Martin Maldonado is a welcome addition for fans who appreciate the art of framing. The new Cubs catcher ranks in the top tier of framing over the last few years and only two other catchers since 2017 have saved more runs via framing than Maldonado’s 27.2 (loser Tyler Flowers: 32.0; Austin Hedges: 28.0). Last year, Maldonado ranked 18th of 117 qualified MLB catchers with 5.9 runs saved.
This season, However, Maldonado has remained pretty neutral in that area. But considering we have such a large sample size of his catching numbers, it’s probably unwise to assume that he is suddenly an average framer.
Theo Epstein certainly isn’t perturbed by Maldonado’s framing this season and gushed about his receiving ability after the trade.
“[Maldonado’s] an established catcher in this league who does a lot of great things behind the plate. He can really receive. He can really throw. He’s handled some of the best pitchers in the game.”

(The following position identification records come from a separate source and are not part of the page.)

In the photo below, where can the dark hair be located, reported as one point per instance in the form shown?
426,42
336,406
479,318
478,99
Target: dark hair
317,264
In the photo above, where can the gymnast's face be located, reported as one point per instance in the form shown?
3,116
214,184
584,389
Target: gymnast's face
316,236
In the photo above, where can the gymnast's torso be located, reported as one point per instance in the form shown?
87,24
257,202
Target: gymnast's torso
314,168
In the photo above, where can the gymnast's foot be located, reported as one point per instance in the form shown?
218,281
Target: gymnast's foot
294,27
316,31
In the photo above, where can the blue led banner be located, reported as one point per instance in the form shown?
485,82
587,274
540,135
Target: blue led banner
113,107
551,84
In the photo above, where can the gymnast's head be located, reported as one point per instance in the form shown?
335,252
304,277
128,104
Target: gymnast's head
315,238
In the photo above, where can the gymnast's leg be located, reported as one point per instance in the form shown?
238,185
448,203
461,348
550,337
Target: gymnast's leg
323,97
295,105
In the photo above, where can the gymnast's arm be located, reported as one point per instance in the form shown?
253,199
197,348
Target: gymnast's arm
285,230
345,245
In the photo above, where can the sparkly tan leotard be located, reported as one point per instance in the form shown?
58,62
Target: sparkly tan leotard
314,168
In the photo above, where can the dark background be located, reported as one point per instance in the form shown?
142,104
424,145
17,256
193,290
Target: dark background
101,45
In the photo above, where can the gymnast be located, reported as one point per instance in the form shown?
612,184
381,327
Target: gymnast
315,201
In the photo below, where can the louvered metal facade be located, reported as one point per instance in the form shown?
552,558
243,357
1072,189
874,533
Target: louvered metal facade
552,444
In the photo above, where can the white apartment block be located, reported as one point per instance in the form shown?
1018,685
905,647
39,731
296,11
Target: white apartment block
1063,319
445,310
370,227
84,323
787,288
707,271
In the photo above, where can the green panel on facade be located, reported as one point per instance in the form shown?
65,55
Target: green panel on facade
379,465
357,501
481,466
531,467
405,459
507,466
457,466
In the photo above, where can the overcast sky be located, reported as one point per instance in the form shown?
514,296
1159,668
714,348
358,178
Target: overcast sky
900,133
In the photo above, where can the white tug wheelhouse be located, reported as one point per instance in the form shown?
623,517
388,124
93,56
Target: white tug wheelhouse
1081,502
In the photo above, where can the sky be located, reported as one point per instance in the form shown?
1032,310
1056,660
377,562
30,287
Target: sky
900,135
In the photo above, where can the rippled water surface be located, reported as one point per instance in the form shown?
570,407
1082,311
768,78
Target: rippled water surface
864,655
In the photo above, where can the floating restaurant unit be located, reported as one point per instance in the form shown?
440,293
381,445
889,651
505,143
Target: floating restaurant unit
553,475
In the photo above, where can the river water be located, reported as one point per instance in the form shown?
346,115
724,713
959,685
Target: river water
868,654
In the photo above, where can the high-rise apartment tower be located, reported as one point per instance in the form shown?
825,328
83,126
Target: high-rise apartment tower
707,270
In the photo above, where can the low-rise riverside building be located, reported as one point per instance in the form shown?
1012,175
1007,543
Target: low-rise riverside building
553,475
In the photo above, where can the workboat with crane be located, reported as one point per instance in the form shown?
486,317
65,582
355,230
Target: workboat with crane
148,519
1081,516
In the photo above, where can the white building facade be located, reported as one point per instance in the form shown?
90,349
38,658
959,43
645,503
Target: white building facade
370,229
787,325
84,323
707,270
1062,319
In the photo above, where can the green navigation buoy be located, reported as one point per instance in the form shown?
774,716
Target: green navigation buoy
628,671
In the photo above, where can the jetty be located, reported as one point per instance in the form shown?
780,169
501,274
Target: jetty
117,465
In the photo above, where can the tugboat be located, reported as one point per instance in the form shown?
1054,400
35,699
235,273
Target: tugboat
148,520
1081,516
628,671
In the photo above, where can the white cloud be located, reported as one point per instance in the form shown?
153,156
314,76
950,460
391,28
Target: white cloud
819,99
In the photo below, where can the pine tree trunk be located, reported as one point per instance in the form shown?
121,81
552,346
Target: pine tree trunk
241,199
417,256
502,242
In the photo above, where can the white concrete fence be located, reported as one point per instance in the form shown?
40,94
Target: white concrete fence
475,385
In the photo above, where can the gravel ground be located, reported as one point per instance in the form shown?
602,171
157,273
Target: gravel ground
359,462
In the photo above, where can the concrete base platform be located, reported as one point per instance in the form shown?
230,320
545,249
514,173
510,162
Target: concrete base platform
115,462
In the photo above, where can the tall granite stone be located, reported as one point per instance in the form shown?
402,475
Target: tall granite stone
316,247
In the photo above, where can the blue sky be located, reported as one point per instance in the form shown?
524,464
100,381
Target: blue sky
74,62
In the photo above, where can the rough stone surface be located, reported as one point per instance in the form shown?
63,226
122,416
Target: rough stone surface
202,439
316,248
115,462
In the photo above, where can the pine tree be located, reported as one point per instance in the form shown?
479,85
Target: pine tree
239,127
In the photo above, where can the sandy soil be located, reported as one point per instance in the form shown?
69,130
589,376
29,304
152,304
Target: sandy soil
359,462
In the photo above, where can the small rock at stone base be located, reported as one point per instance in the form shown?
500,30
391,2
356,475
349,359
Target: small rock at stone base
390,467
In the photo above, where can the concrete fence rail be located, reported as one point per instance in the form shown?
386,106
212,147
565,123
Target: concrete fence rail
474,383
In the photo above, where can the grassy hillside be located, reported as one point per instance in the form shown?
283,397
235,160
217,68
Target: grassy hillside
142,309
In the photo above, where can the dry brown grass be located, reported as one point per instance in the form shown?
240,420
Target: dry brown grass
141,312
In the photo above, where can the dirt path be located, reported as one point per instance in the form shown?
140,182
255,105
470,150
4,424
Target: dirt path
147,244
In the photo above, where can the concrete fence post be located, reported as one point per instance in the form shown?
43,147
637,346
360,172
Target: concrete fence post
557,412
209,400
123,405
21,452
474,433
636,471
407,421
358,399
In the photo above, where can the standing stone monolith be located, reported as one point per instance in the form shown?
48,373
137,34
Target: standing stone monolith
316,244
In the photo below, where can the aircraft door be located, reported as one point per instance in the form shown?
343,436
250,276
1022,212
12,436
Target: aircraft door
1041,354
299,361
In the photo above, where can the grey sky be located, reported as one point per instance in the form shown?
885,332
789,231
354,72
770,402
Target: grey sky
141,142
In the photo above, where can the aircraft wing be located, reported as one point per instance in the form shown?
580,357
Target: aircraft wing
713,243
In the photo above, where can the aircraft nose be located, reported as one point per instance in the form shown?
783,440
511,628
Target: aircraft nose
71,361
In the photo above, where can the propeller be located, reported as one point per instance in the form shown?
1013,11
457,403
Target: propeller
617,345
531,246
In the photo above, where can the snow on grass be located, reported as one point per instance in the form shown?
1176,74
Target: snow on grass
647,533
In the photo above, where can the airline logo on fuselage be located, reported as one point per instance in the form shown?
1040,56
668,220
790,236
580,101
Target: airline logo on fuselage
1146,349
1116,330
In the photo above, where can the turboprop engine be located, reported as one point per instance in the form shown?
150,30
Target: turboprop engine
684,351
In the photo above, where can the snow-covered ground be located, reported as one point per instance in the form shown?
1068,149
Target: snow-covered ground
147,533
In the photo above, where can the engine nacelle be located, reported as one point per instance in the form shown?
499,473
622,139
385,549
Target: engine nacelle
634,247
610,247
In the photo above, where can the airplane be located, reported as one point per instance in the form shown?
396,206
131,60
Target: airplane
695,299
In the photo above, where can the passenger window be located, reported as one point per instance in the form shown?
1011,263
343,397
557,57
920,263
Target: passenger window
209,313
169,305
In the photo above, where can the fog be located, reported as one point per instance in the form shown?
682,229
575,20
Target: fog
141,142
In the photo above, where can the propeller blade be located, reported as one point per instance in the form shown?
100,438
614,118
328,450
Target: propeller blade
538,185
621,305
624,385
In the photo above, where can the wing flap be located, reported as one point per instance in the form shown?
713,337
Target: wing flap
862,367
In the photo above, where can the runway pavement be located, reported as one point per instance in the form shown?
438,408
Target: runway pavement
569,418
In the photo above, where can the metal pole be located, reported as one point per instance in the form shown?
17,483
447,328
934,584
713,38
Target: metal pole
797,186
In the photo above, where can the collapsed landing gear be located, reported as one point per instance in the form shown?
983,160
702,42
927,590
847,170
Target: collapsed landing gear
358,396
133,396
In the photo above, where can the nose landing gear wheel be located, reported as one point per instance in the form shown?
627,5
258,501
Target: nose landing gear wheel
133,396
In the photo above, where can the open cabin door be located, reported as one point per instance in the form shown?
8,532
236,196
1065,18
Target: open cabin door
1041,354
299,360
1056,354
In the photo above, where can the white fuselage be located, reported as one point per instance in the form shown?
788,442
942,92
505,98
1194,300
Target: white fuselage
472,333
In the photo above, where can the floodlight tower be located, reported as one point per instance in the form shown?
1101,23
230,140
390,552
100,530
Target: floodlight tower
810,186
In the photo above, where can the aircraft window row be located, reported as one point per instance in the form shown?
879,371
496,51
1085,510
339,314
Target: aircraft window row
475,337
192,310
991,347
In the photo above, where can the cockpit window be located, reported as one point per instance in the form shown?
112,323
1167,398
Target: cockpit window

While Willson Contreras has also handled some of the best veteran pitchers, he ranks 93rd of 95 qualified catchers in framing runs this season. And the All-Star’s underwhelming score isn’t a byproduct of small sample size. Contreras also ranked dead last in framing runs in 2018. We know his arm and attitude are luxuries behind the dish, but his receiving ability is still a work in progress.
Unlike Contreras, Victor Caratini rates as plus receiver this season with 1.4 runs saved, which has been better than 75% of MLB catchers. Still, it’s possible that Caratini’s numbers are limited by a small sample (even though I think he looks pretty soft and controlled behind the dish).
The trio of Contreras, Caratini, and Maldonado instantly gives the Cubs the safest and most potent catching depth in MLB. Of course, the team has the best hitting catcher in MLB with Contreras. Plus, Joe Maddon can deploy Caratini not just at catcher but also at first to spell Rizzo if needed.
Things could change over the next two weeks, but this is a pretty solid trifecta.